If I need a new method in my service, say, Store::getReviews() I must create the relationship in my entity model class (data source, in this case Eloquent) then I must declare the method in the repo interface to make it required for any other implementation, then I must write the actual method in the repo implementation, then I have to create another method on the service that calls on the repo to extract all reviews for the store... (intentional run-on sentence) It feels like too much.
Creating a new model now isn't as simple as extending a base model class anymore. There are so many files I have to write and keep track of. Sometimes I'll get confused as of to where exactly I should put something, or find halfway throught setting up a method that I'm in the wrong class. I also lost Eloquent's query building in the service. Everytime I need something that Eloquent has, I have to implement it in the repo and the service.
The idea behind this architecture is awesome but the actual implementation I am finding extremely tedious. Is there a better, faster way to do things? I feel I'm beeing too messy, even though I put common methods and stuff in abstract classes. There's just too much to write.

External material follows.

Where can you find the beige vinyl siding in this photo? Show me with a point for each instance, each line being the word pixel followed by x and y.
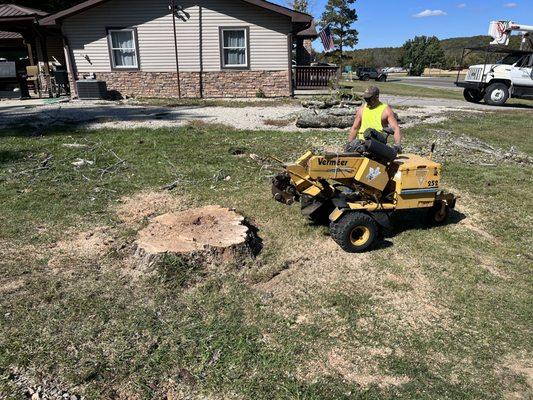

I've wrestled with all this stuff as I moved to Laravel 5. That's when I decided to change my approach (it was tough decision). During this process I've come to the following conclusions:
I've decided to drop Eloquent (and the Active Record pattern). I don't even use the query builder. I do use the DB fascade still, as it's handy for things like parameterized query binding, transactions, logging, etc. Developers should know SQL, and if they are required to know it, then why force another layer of abstraction on them (a layer that cannot replace SQL fully or efficiently). And remember, the bridge from the OOP world to the Relational Database world is never going to be pretty. Bear with me, keeping reading...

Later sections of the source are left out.